I've been running behind on my props, but I finally got one completed. I used spooky blue's technique for the coffin itself. Then a wiper motor to animate it


----------



## DarkShadows (Feb 6, 2006)

as borat would say, VEDY NICE!


----------



## Otaku (Dec 3, 2004)

I like! Don't worry about hiding the motor, remember that darkness is a haunter's best friend - no one will notice it. Have you thought about having a moaning or grunting sound effect? That would steer attention away from the sound of the motor.


----------



## Scary Godmother (Oct 13, 2007)

Looks great! I agree with Okatu about not needing to hide the motor, unless of course, you are planning to have a light inside.:jol:


----------



## Lilly (Jun 13, 2006)

I like it too..and the color is cool...
can you curl the fingers up a bit or no?

yeah a grunting sound would be good


----------



## mymania (Jun 12, 2007)

Yeah I'm definitely going to have some sound. This is still in its 'garage phase', so final details haven't been added. It would look better with the fingers curled. I'd probably have to cut the fingers and glue them where I want them. Might do that...


----------



## turtle2778 (Jul 9, 2006)

I think its excellent. I love the way the coffin turned out. What type did you use? Ive never seen spookyblues.


----------



## mymania (Jun 12, 2007)

turtle2778 said:


> I think its excellent. I love the way the coffin turned out. What type did you use? Ive never seen spookyblues.


Here's their coffin how to http://www.spookyblue.com/halloween/coffin/


----------



## spideranne (Jul 17, 2006)

Looks great!


----------



## uncle (Sep 26, 2007)

I have used a hot air gun to soften plastic to bend fingers before. It worked pretty well on some Big Lots skeletal hands I bought last year.


----------



## pyro (Oct 7, 2006)

that looks sweet


----------



## Ghostess (Aug 21, 2005)

Fantastic work, as always!


----------



## Lady Nyxie (Aug 30, 2006)

Neat. Nice paint job on the coffin.


----------



## Daughter of Darkness (Aug 24, 2006)

Nice work! Anyone post a how-to on coffin animation lately?

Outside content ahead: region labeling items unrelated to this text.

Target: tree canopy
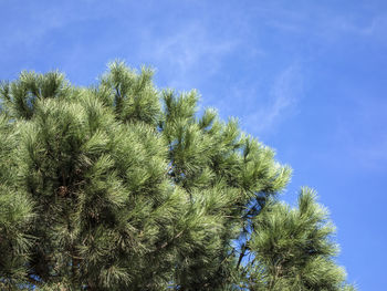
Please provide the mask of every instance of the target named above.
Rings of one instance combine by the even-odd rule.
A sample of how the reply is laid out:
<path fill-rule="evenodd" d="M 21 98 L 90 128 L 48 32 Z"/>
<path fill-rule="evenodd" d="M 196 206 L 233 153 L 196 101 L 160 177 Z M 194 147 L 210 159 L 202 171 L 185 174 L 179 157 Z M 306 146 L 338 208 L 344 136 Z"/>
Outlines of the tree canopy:
<path fill-rule="evenodd" d="M 314 191 L 281 202 L 291 168 L 196 91 L 114 62 L 0 98 L 1 290 L 354 290 Z"/>

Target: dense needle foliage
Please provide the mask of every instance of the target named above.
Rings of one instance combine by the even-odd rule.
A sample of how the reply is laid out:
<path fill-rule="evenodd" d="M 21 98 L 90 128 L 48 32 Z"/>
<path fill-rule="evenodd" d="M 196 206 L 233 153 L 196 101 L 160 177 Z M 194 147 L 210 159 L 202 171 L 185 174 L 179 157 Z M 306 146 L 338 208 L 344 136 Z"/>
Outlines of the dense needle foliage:
<path fill-rule="evenodd" d="M 311 189 L 195 91 L 115 62 L 1 84 L 0 289 L 352 290 Z"/>

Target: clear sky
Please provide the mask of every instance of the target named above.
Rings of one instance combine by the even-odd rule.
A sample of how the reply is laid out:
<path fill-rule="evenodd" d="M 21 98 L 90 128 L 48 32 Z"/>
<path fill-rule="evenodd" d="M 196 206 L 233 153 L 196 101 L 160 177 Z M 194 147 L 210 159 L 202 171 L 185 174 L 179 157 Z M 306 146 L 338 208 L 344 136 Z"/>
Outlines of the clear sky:
<path fill-rule="evenodd" d="M 314 187 L 359 290 L 386 290 L 387 1 L 0 0 L 0 80 L 91 85 L 123 59 L 276 149 Z M 383 247 L 385 246 L 385 247 Z"/>

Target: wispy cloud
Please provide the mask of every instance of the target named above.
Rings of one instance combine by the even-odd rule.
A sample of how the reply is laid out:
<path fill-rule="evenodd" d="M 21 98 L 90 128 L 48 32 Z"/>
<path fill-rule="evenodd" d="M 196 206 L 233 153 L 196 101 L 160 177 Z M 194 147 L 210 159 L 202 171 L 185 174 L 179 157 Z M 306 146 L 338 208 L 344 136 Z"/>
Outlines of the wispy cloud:
<path fill-rule="evenodd" d="M 206 25 L 195 22 L 167 35 L 148 33 L 143 55 L 163 67 L 168 86 L 187 90 L 195 80 L 205 80 L 218 72 L 222 59 L 237 46 L 237 40 L 210 35 Z"/>
<path fill-rule="evenodd" d="M 266 104 L 260 105 L 258 111 L 247 114 L 242 117 L 242 122 L 249 124 L 252 127 L 249 129 L 257 134 L 266 133 L 283 122 L 291 112 L 294 113 L 302 94 L 301 69 L 296 64 L 290 65 L 275 77 Z"/>

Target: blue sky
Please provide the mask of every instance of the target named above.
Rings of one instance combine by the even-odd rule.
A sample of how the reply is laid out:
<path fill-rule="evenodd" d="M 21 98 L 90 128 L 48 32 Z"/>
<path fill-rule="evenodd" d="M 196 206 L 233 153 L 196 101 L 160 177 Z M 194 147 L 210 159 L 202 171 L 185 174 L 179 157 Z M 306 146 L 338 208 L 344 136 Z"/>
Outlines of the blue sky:
<path fill-rule="evenodd" d="M 0 80 L 59 69 L 91 85 L 119 58 L 154 66 L 158 87 L 197 89 L 293 167 L 283 199 L 318 191 L 349 281 L 381 291 L 386 34 L 383 0 L 0 0 Z"/>

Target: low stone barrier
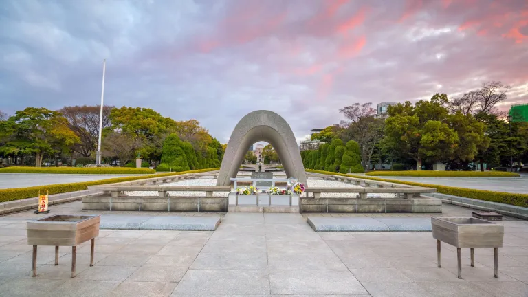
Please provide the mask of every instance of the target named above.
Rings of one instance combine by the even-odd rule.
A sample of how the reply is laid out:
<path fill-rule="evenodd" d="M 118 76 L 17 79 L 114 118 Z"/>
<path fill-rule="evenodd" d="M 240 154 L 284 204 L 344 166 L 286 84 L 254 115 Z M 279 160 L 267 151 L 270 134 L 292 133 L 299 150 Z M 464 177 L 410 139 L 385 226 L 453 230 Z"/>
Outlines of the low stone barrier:
<path fill-rule="evenodd" d="M 83 197 L 83 210 L 225 212 L 228 197 L 213 197 L 212 193 L 231 191 L 229 186 L 102 185 L 89 188 L 104 193 Z M 158 197 L 122 195 L 130 191 L 155 191 Z M 205 192 L 206 197 L 169 197 L 167 192 Z"/>

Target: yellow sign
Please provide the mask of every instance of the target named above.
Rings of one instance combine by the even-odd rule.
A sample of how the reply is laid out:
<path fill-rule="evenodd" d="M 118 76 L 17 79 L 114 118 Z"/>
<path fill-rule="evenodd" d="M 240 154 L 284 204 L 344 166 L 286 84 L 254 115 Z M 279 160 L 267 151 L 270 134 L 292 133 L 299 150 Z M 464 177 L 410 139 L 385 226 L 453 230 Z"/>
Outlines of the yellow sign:
<path fill-rule="evenodd" d="M 38 212 L 47 211 L 47 190 L 38 191 Z"/>

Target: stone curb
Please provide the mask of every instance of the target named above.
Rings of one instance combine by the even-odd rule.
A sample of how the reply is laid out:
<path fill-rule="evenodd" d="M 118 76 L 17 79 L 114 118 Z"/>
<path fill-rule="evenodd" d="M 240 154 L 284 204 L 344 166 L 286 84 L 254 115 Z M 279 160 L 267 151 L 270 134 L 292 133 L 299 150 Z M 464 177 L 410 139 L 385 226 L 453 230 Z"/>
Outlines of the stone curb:
<path fill-rule="evenodd" d="M 430 218 L 307 217 L 308 224 L 320 232 L 430 232 Z"/>
<path fill-rule="evenodd" d="M 102 192 L 94 191 L 92 190 L 82 190 L 80 191 L 52 195 L 48 197 L 48 206 L 72 202 L 80 200 L 85 196 L 100 194 Z M 38 197 L 2 202 L 0 203 L 0 216 L 37 208 L 38 204 Z"/>
<path fill-rule="evenodd" d="M 528 220 L 528 208 L 516 206 L 496 202 L 478 200 L 447 194 L 431 193 L 427 196 L 442 200 L 442 203 L 474 208 L 478 210 L 493 211 L 503 215 Z"/>

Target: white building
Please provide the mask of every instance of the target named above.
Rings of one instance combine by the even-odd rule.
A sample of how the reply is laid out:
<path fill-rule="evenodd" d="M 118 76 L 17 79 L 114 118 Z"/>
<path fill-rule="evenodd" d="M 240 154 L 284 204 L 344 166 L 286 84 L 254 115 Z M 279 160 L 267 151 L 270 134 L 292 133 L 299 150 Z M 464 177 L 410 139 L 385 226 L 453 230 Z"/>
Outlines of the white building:
<path fill-rule="evenodd" d="M 387 107 L 393 105 L 396 105 L 397 103 L 396 102 L 381 102 L 376 104 L 376 118 L 386 118 L 388 116 L 387 115 Z"/>

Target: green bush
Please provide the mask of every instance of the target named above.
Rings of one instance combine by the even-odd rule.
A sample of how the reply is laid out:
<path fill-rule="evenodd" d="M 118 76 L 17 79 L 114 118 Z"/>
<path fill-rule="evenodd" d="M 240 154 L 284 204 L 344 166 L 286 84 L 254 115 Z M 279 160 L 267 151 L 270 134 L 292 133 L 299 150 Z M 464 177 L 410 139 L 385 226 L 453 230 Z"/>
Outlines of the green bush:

I need the "for dummies" version
lol I think this would be a good start for me other than straight up hacking which is what I have been doing forever.


----------



## mymania (Jun 12, 2007)

Daughter of Darkness said:


> Nice work! Anyone post a how-to on coffin animation lately?
> 
> I need the "for dummies" version
> lol I think this would be a good start for me other than straight up hacking which is what I have been doing forever.


I'll have one sometime...not sure when I'll get to it though .

I have some pics I took of the mechanism, and I could probably explain how I did it. Shoot me an email at jeff.a.baird(AT)gmail.com


----------



## scareme (Aug 29, 2006)

Great looking prop!


----------